Selama lima tahun periode kepemimpinan, Sekjen PBB pasca-Annan harus tetap sadar bahwa PBB bukanlah semata-mata alat untuk mendamaikan dunia. Dalam dirinya sendiri, PBB dan Sekjen-nya bukanlah sekadar simbol akan adanya persatuan dunia. Ia sekaligus adalah tujuan dan jalan. Sebagaimana termaktub secara jelas di dalam pasal pertama Piagam-nya, PBB dan setiap Sekjen harus mengutamakan penyelesaian damai untuk setiap konflik; mengembangkan solusi-solusi kooperatif untuk problem-problem sosial, budaya, humanitarian, dan ekonomi; dan bertindak selaras dengan hukum dan keadilan internasional.
Kesemuanya itu meniscayakan satu hal: bahwa tugas PBB bukan cuma bersifat politis, melainkan juga sosial, budaya, dan ekonomi. Pongahnya politik AS, tampilnya Rusia dan Jepang, maraknya oposisi dunia seperti yang dilakukan oleh Mahmoud Ahmadinejad dan Hugo Chavez, ancaman nuklir Korea Utara, terpuruknya Irak pasca-Saddam Hussein, atau semakin beraninya serangan teroris, hanyalah sedikit persoalan dari dunia yang semakin hari semakin panas ini. Dengan masa lalu, dengan prinsip kepemimpinan dan perdamaian, dengan Piagam-nya, PBB masih pula harus mengurusi persoalan kerusakan lingkungan, menipisnya cadangan energi tak terbarukan, penyakit, globalisasi yang menciptakan kesenjangan sosial dan ekonomi, juga pelbagai bencana yang disebabkan oleh alam maupun manusia.

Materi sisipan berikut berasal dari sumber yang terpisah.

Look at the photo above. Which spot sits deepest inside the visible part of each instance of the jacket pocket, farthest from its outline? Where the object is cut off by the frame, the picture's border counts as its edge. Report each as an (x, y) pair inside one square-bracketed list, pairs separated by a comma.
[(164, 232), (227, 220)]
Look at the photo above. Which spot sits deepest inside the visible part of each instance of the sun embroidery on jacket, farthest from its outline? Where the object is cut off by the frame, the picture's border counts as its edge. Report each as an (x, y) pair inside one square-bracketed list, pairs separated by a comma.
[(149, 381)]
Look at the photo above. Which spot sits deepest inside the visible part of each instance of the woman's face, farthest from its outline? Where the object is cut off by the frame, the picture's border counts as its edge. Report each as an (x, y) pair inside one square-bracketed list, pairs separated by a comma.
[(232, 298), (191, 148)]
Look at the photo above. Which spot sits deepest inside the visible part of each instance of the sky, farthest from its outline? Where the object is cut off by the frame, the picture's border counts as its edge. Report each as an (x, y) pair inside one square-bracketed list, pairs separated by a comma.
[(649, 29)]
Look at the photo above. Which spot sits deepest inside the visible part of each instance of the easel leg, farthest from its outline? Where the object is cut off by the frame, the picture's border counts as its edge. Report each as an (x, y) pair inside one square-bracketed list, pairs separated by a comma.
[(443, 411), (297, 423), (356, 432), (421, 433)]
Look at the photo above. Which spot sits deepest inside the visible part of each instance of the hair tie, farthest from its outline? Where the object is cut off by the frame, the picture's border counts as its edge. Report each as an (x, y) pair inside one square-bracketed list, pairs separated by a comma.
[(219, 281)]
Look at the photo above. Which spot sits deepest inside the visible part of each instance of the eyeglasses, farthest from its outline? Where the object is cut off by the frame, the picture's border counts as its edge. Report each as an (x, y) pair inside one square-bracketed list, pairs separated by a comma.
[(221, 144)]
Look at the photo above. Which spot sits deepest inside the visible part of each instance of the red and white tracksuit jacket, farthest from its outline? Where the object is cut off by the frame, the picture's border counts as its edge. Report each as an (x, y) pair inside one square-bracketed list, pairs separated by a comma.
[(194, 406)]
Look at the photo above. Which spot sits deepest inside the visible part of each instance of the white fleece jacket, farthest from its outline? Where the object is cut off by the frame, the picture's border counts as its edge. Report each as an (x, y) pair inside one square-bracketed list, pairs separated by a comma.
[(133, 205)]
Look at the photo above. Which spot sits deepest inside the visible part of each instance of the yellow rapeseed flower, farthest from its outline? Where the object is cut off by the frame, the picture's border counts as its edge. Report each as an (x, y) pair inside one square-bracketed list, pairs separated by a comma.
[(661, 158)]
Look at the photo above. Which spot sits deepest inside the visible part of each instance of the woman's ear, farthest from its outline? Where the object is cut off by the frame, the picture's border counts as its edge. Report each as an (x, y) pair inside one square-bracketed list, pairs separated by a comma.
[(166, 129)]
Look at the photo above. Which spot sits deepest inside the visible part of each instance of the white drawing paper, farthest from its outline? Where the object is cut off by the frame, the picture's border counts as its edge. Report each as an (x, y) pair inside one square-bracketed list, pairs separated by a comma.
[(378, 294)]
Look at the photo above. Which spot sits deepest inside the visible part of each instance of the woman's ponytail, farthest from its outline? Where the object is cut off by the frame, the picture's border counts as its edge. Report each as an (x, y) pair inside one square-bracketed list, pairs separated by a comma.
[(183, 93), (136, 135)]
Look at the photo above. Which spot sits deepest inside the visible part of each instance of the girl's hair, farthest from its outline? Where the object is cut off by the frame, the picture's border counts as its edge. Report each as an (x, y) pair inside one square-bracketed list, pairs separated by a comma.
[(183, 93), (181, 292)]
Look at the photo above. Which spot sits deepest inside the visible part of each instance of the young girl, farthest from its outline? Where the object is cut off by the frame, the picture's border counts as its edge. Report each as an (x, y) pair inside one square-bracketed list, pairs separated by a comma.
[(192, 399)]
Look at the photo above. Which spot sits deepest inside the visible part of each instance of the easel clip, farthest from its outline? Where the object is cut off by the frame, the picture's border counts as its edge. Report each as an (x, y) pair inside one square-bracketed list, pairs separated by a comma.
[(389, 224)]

Sekjen baru yang akan menggantikan tugas Kofi Annan pada 31 Oktober (resminya setelah 31 Desember) nanti niscaya adalah figur yang ulet dan tahu benar menjaga keseimbangan dunia. Meskipun pendahulu Annan, Dag Hammarskjold, pernah menyatakan bahwa “ini bukanlah mengenai orang, melainkan tentang institusi”, Ban Ki-Moon (Korsel), Pangeran Zeid al Hussein (Yordania), Jayantha Dhanapala (Sri Lanka), Ashraf Ghani (Afghanistan), Shashi Tharoor (India), atau Vaira Vike-Freiberga (Latvia), atau siapa saja yang terpilih kelak, tetap harus menunjukkan tanggung jawab individual sebagai seorang Sekjen.

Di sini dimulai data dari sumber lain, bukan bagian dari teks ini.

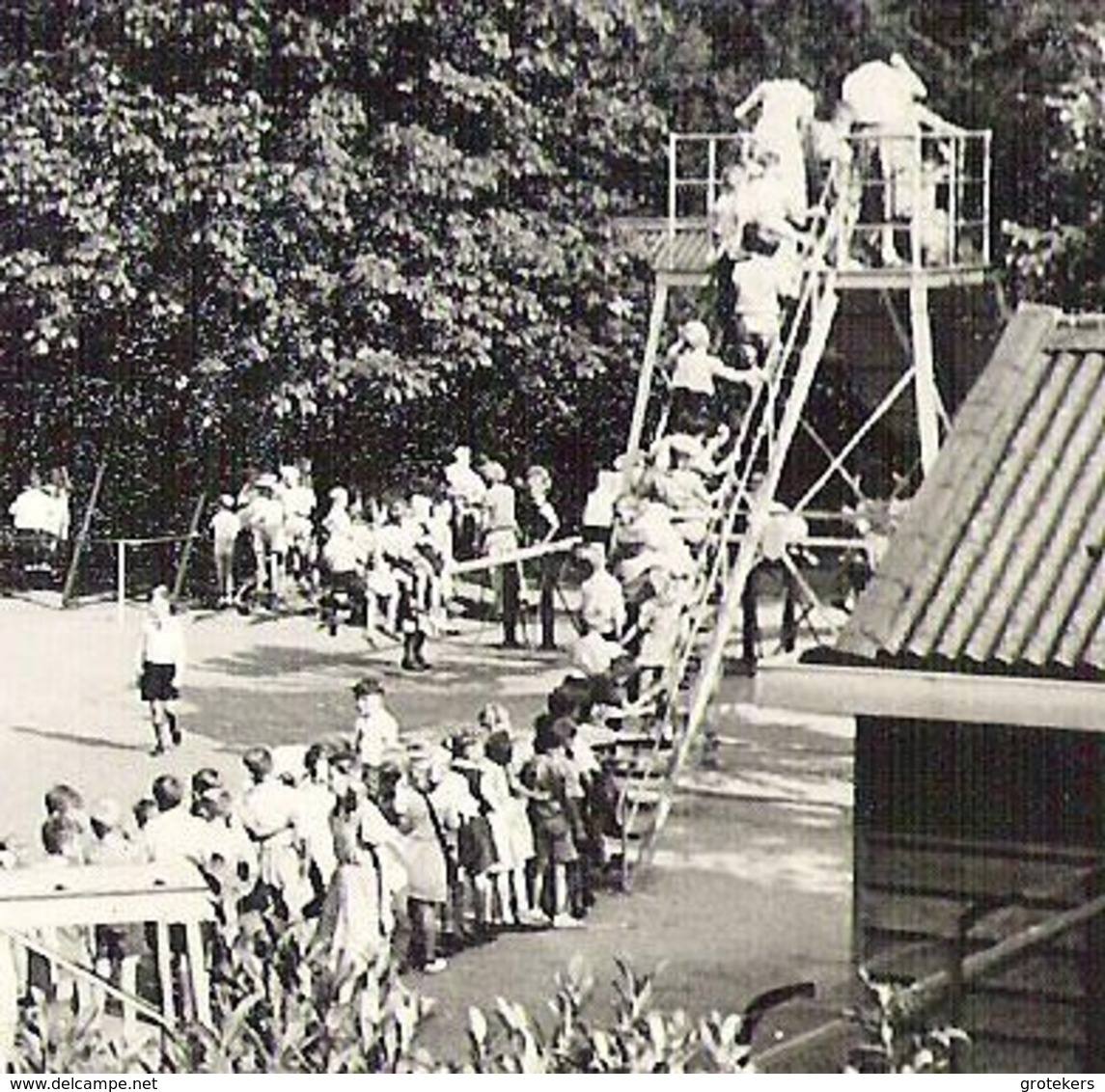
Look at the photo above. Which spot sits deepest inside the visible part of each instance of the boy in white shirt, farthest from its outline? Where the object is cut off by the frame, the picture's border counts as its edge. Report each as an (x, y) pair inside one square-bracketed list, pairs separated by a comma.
[(226, 527)]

Kofi Annan telah bertindak nyaris sempurna dalam meredam agresivitas politik luar negeri AS dan sekutu-sekutunya, bersikap netral terhadap konflik-konflik internasional, dan menegakkan resolusi PBB tentang pelucutan senjata nuklir. Annan juga telah menunjukkan kepedulian luar biasa terhadap segala persoalan duniawi dan kemanusiaan. Maka, tugas penerusnya adalah menyempurnakan semuanya—kalau bisa.